Unter dem Druck der Protestwelle im Winter 1997/98 wurden die Unedic-Träger, vor allem aber die staatliche Politik, zu bestimmten Zugeständnissen gezwungen. Die ASS wird, so eine der Maßnahmen der Jospin-Regierung, in Zukunft jährlich an die Inflation angeglichen. Und das "Gesetz gegen den sozialen Ausschluß", das im Juli dieses Jahres verabschiedet wurde, schafft zwar nicht die Armut der von Erwerbslosigkeit betroffenen Bevölkerungsgruppen ab, dient aber dazu, die extremen Auswirkungen zu mindern - so werden Zwangsräumungen wegen Mietschulden erschwert; die Miete kann für einen vorübergehenden Zeitraum (bis zu zwei Jahren) gestundet werden. Zudem wurden Anfang 1998 eine Milliarde Francs (300 Millionen Mark) von der Regierung für einen "Fonds für soziale Nothilfe" (FUS) freigemacht. In besonderen sozialen Härtefällen sollten Erwerbslose aus diesem Topf bedient werden können.

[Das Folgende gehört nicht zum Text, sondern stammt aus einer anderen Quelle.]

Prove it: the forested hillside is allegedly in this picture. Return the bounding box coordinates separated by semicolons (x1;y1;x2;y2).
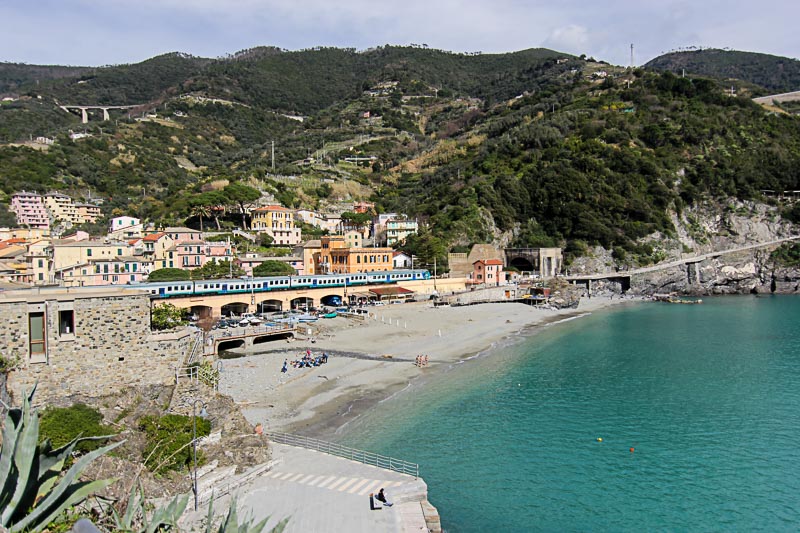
1;46;799;266
645;49;800;94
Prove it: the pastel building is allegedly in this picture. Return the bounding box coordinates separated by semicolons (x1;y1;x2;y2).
315;235;393;274
472;259;504;286
250;205;301;245
109;216;143;239
10;191;50;230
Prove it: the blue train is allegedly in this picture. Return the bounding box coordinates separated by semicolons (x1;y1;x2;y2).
141;269;431;298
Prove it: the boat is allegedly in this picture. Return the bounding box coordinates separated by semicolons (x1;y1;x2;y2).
297;313;318;323
322;312;338;319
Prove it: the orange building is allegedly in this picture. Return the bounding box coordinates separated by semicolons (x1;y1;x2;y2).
315;235;393;274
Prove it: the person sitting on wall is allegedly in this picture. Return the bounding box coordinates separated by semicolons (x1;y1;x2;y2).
376;488;393;507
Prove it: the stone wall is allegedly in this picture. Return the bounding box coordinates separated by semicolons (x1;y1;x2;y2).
2;289;191;404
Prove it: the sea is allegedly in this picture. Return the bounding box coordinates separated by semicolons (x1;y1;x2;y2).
338;295;800;532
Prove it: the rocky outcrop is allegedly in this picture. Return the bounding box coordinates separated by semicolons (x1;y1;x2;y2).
629;249;800;295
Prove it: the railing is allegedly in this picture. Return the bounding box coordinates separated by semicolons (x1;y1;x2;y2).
186;331;204;365
175;365;198;384
266;431;419;478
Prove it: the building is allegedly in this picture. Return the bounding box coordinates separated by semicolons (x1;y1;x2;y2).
51;239;134;275
1;286;192;403
160;226;202;244
238;254;303;276
43;193;80;227
10;191;50;230
504;247;563;277
385;216;418;246
75;203;102;224
344;230;363;249
250;206;302;246
352;201;375;214
57;256;148;286
315;235;393;274
393;251;412;269
109;216;143;239
472;259;504;286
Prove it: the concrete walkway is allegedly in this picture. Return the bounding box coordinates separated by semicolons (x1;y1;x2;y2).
185;443;433;532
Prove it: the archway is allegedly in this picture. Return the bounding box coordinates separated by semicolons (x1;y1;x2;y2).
257;299;284;313
190;305;213;319
217;339;245;352
253;332;294;345
508;257;534;273
320;294;344;307
221;302;249;317
290;297;314;311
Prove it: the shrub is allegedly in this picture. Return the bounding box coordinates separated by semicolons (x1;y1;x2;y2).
138;414;211;475
151;303;186;330
39;403;115;453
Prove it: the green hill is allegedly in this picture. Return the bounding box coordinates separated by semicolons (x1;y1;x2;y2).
645;49;800;94
0;46;799;266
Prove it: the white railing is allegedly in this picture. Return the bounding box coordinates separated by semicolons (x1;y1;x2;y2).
186;331;204;365
266;431;418;478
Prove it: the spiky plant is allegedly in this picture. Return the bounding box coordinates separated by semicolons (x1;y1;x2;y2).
109;484;188;533
0;385;122;533
206;495;288;533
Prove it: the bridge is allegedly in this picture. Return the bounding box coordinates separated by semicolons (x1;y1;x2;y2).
565;236;800;292
204;323;296;355
150;278;459;319
59;104;147;123
753;90;800;106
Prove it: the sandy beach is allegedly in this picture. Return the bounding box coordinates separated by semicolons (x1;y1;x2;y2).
218;296;639;440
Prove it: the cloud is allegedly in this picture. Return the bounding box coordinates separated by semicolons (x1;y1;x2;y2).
0;0;798;67
543;25;590;55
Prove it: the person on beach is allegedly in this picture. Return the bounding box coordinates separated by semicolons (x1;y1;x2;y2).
423;355;428;366
281;360;287;373
376;488;393;507
369;493;382;510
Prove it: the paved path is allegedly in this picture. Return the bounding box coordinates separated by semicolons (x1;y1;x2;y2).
566;236;800;281
186;443;431;533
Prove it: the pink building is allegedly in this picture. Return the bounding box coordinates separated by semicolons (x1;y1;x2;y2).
56;257;148;287
10;191;50;230
157;240;234;271
472;259;504;286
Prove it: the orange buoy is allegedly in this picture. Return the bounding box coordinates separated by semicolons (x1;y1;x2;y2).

Der darauf folgende Ansturm muß die Regierung überrascht haben: In kürzester Zeit wurden 800 000 Anträge gestellt, in 600 000 Fällen wurden durchschnittlich 2 000 Francs (600 Mark) an Hilfen bewilligt. Wo die Sozialbehörden, denen die Mittel zugeteilt worden waren, sich bei der Auszahlung von Hilfen stur stellten, konnte in den meisten Fällen mit kurzen Besetzungsaktionen nachgeholfen werden.

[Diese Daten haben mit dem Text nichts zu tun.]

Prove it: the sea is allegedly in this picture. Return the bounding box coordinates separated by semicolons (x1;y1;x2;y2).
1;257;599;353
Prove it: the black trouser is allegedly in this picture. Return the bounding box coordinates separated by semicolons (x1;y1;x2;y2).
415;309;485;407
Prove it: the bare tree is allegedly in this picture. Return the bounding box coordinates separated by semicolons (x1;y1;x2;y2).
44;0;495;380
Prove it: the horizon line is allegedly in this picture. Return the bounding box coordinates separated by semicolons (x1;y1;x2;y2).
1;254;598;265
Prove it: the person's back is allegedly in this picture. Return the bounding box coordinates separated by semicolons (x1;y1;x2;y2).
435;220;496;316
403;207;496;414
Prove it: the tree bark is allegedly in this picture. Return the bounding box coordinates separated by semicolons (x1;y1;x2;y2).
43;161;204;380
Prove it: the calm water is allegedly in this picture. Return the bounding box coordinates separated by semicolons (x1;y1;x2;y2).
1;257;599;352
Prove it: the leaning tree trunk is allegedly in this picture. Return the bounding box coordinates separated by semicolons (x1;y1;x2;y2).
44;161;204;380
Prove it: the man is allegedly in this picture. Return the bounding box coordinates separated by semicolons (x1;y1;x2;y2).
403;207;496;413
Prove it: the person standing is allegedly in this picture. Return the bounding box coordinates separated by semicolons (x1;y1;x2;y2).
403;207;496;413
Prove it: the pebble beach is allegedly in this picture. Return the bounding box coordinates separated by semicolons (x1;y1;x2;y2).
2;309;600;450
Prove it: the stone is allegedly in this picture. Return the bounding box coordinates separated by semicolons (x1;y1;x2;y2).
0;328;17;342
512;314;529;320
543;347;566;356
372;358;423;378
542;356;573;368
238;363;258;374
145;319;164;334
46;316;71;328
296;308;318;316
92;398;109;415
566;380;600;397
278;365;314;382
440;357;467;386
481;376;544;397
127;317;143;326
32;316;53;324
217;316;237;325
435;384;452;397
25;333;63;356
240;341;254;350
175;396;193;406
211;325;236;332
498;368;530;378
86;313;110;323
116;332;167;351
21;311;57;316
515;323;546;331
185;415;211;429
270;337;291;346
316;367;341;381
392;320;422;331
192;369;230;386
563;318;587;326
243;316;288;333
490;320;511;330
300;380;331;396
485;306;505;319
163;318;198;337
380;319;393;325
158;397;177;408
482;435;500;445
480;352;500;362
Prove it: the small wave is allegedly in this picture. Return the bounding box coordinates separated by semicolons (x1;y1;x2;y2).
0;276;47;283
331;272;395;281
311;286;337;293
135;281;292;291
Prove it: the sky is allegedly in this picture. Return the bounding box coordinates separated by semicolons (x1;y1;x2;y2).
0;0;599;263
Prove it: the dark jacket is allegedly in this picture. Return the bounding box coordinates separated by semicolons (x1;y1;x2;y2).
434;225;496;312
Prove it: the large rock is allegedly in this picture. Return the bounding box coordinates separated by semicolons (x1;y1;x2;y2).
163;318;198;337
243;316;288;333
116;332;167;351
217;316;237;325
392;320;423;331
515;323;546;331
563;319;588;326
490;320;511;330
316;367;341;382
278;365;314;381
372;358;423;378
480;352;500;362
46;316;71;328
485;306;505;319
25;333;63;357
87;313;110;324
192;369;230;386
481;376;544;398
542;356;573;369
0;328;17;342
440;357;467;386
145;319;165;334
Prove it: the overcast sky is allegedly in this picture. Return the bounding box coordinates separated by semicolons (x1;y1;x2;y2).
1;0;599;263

Und so konnte schließlich eine gewisse Kreativität und Großzügigkeit bei der Auslegung der Kriterien für die "soziale Notfallhilfe" erreicht werden. Einer der großen Erfolge der Bewegung: Sie konnte durchsetzen, daß die sogenannten Regularisierungskosten für arbeitslos gewordene "illegale" Immigranten, stattliche 2 500 Francs (800 Mark), aus dem FUS-Topf beglichen wurden - was vom Behördenapparat nicht vorgesehen war. Das bedeutet, daß arbeitslos gewordene Arbeitsimmigranten, deren Aufenthaltspapiere von den Behörden nicht verlängert wurden (oder die niemals welche besessen hatten), die Kosten für die Ausstellung gültiger Papiere - im Zuge der "Legalisierung" ihres Aufenthalts - nicht aus eigener Tasche bezahlen mußten.

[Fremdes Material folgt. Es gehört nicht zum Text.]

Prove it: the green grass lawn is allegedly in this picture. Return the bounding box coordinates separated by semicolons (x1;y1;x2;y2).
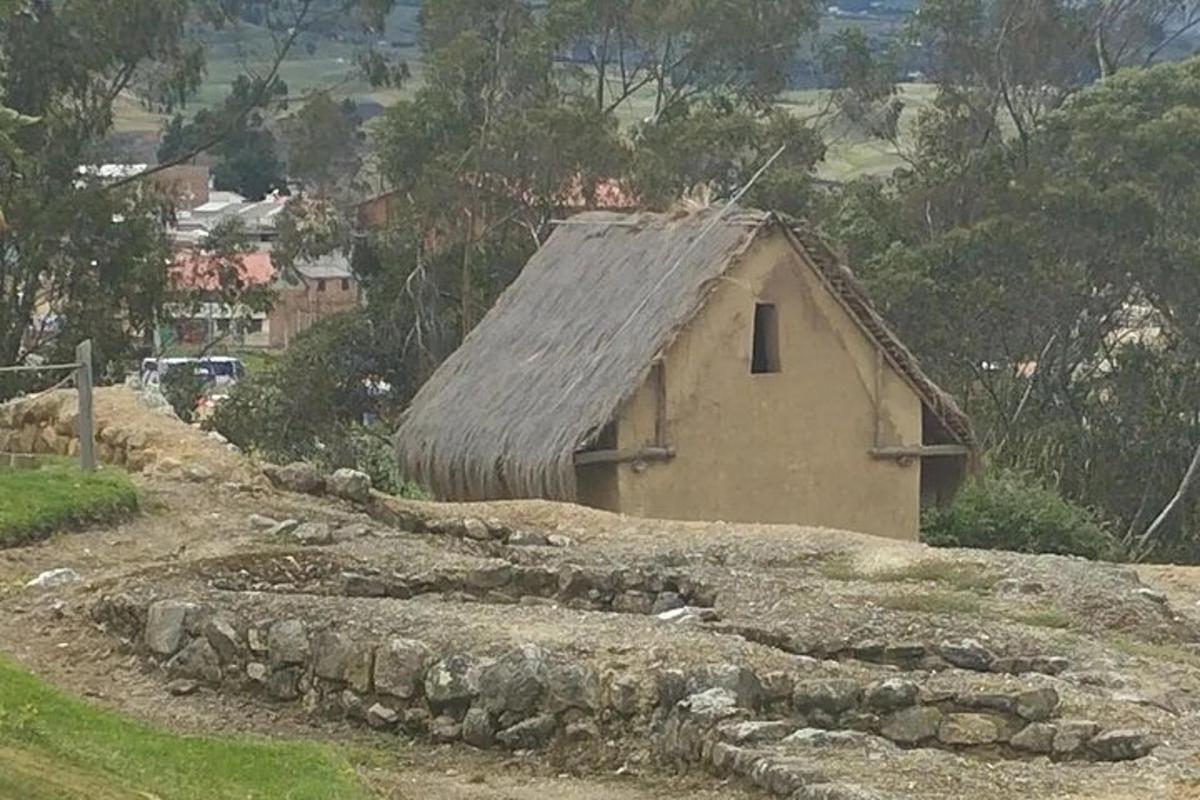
0;656;372;800
0;461;139;548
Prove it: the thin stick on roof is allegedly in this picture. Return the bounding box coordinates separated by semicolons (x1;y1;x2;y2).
606;144;787;346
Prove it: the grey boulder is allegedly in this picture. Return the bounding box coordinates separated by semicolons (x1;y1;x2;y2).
794;679;862;715
267;619;309;667
145;600;200;656
1089;729;1157;762
328;468;372;503
864;678;919;712
293;522;334;546
374;637;433;700
939;638;995;672
462;707;496;749
264;462;325;495
879;706;942;744
496;713;558;749
425;654;483;712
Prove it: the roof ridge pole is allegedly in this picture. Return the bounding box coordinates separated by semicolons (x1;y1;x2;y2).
604;144;788;345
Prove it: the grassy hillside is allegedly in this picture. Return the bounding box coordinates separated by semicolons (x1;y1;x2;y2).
0;461;138;548
112;8;925;181
789;83;937;179
0;656;371;800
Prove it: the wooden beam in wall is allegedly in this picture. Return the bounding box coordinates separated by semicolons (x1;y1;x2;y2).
574;447;676;467
869;444;971;460
653;360;668;448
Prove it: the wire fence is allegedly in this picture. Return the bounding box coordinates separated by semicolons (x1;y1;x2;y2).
0;340;95;471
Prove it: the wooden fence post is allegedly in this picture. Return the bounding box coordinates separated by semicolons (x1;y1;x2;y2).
75;340;95;472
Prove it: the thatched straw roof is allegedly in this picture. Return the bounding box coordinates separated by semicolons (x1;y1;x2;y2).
395;206;974;501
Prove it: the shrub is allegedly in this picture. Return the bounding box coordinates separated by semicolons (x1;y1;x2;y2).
922;470;1119;561
208;312;414;456
311;423;427;498
206;313;430;497
160;365;206;423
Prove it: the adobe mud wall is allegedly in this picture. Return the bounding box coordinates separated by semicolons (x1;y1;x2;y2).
605;234;924;541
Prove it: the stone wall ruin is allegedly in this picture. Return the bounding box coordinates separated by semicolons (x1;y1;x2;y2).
89;592;1160;800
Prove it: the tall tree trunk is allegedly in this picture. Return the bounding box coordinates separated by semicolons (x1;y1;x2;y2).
595;26;610;112
1095;27;1114;80
653;36;673;119
2;253;40;365
460;226;472;339
1135;437;1200;560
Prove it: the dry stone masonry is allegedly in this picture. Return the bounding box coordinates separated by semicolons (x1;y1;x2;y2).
89;590;1159;796
658;679;1159;800
198;550;716;618
723;625;1073;678
0;388;255;482
0;392;89;461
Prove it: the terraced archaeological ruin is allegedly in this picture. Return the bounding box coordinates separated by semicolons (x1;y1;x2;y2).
2;389;1200;798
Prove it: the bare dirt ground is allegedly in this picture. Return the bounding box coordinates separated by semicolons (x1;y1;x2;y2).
4;398;1200;798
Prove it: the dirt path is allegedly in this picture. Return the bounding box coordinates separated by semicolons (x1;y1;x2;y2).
362;751;760;800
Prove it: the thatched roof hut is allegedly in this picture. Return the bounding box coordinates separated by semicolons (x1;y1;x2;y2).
396;207;974;521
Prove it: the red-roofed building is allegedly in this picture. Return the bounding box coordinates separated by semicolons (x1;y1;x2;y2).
171;251;275;290
170;249;359;349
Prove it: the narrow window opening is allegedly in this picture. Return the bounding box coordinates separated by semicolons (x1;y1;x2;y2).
751;303;780;374
317;279;327;292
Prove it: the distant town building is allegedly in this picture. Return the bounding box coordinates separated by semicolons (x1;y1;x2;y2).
268;254;359;349
78;163;211;210
172;192;288;245
168;191;359;350
169;250;359;350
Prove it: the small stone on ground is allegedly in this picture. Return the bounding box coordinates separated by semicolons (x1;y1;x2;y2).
25;567;81;588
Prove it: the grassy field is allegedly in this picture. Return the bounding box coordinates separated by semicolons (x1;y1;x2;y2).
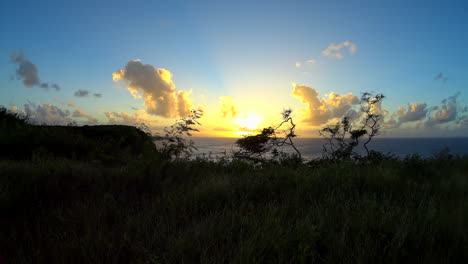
1;155;468;263
1;108;468;263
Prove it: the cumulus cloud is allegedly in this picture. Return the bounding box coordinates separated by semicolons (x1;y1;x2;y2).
10;103;98;125
291;83;359;126
23;103;72;125
397;103;429;124
113;60;194;118
426;93;460;127
104;109;157;126
74;89;90;97
10;50;60;90
72;109;98;124
322;41;357;59
219;96;239;118
434;72;448;82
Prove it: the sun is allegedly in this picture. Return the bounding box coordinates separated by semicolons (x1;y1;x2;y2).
235;114;262;133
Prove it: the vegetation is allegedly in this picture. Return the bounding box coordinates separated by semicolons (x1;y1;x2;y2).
0;108;158;164
1;106;468;263
234;109;301;165
153;109;203;159
319;92;385;161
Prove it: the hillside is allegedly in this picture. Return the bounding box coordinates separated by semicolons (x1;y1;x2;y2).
1;108;468;263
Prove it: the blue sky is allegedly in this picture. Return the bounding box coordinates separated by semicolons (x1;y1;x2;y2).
1;0;467;136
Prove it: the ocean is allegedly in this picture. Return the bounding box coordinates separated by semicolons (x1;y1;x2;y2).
190;137;468;160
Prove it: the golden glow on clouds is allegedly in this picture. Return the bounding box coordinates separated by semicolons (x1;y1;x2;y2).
113;60;194;118
291;83;359;126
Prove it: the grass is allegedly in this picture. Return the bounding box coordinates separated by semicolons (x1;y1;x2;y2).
1;107;468;263
1;156;468;263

Die Regierung, der dieses Resultat gar nicht gefiel, zeigte in der Folge spürbar Härte. Ein Rundschreiben der Regierung an die untergeordneten Verwaltungsstellen vom 30. Juli 1998 sieht die Schaffung sogenannter Kommissionen für soziale Notfallhilfe (CASU) vor. Die sollen dazu dienen, alle bis dahin zur Auszahlung von Nothilfen aus dem FUS-Topf bevollmächtigten Stellen (Wohnungsämter, Kindergeldstellen, Arbeitslosenkassen) miteinander zu "koordinieren". Und zwar unter Federführung des Präfekten, also des Vertreters des Zentralstaats in jedem Departement.

Die Hauptfunktion der Koordinierung ist es zu kontrollieren, welche Mittel wofür ausgeschüttet werden. Künftig sollen die "Notfallhilfen" nurmehr für eine bestimmte Anzahl konkreter Zwecke (Ausfallzahlung für die Miete oder die Stromrechnung u.ä.) ausgezahlt werden. Durch Datenabgleich der betroffenen Ämter untereinander soll darüber gewacht werden, daß Bedürftige nicht mehrere Anträge zugleich stellen. In zwei Dritteln der Departements sind diese CASU-Kommissionen mittlerweile einsatzbereit.

Die Forderung nach einer "Jahresendprämie" ist von den Demonstranten in Marseille nun erneut auf die Tagesordnung gesetzt worden. Zehntausende von Anträgen auf eine soziale Nothilfe hat das CGT-Arbeitslosenkomitee der Mittelmeermetropole bereits gesammelt. Sie sollen gebündelt der CASU-Kommission übergeben werden, die dort zum ersten Mal am 7. Dezember zusammentreten soll.

Die CGT-Arbeitslosen haben für diesen Tag schon ihr Kommen angekündigt - "mit den Matratzen". Kurze und eher symbolische Besetzungsaktionen fanden Ende letzter Woche bereits in Paris, Lyon, Nantes, Caen und Lille statt. In Paris hatten die 25 Assedic-Außenstellen am Donnerstag und Freitag vergangener Woche vorsichtshalber schon geschlossen, sollten aber Anfang dieser Woche wieder geöffnet werden. Die Regierung wollte zu diesem Zeitpunkt keinerlei Kommentare abgeben.